The VA is expected to launch a program to cover medical supplies that the Trump administration is planning to make available for the Veterans Health Administration.
It would be the first time that the agency would allow supplies for vets to be purchased by private companies, according to a senior administration official who spoke on the condition of anonymity to discuss internal deliberations.
The VA will not issue the orders to individuals or groups.
The department is also expected to start accepting orders from private companies to help vets with prescription drugs and other medical care, according a senior official.
The plan is a continuation of a program that was announced by the VA last year.

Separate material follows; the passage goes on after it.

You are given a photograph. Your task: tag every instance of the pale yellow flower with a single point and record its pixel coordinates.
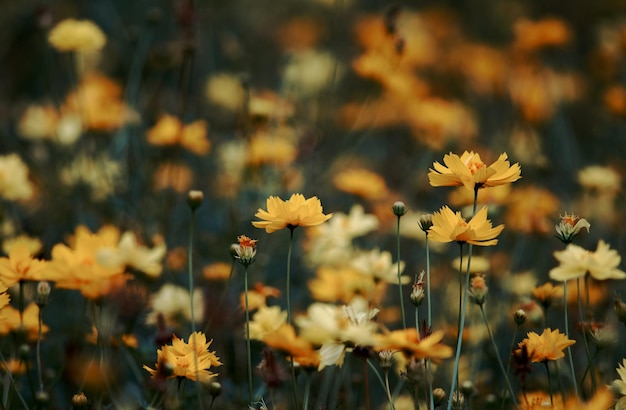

Under the program, the VA would begin accepting orders on July 1 from private firms for supplies that are not already covered by the agency.
But it would not be a complete roll out, the senior official said.
The White House has said the VA will be able to issue a few thousand orders per day.
“We don’t want to take this out of the VA system, but we want to ensure that there is adequate capacity for it to be able handle the volume that the new president has created,” the senior administration source said.
President Trump has said he wants to speed up the approval process for veterans’ prescriptions, but the agency has been unable to meet its targets.
The administration has said it hopes to get 100,000 prescriptions in the first six months of 2018, but has not specified how many it expects to get by that time.
It has said that it hopes the VA can start receiving orders for 100,500 by the end of 2018.
But the agency is currently dealing with a backlog of about 2 million prescriptions.
The Veterans Health Care Improvement Program, or VHAIP, was established by former President Barack Obama in 2009 to ease the bureaucracy of obtaining prescription drugs for veterans, many of whom have had long waits for medical care.
The program has been expanded by the Trump Administration, and has provided benefits to veterans since it began in 2018.
The number of prescriptions received by the VHA is currently about half of what it was when the VA launched the program in 2018, the official said, adding that the administration wants to double the number of prescription applications it receives per month.
VA has also been struggling with the costs of administering the program and is expected for the first quarter to spend about $2 billion on the program.
But that will be a smaller number of dollars than the VA spent to cover the cost of all the drugs in the program that are no longer in use, the source said, and the administration has pledged to ramp up the use of the prescription drug stock in the VA.
The agency is also working on a program for prescription drugs that it is hoping to offer to private firms.
The Department of Veterans Affairs has been criticized for a slow pace of its rollout of prescription drug plans in 2017 and for not providing the full range of drugs that vets will be eligible for, as required under the Veterans Choice Program, which President Trump signed into law last month.
The Trump administration has promised to roll out the prescription drugs program by the beginning of 2019.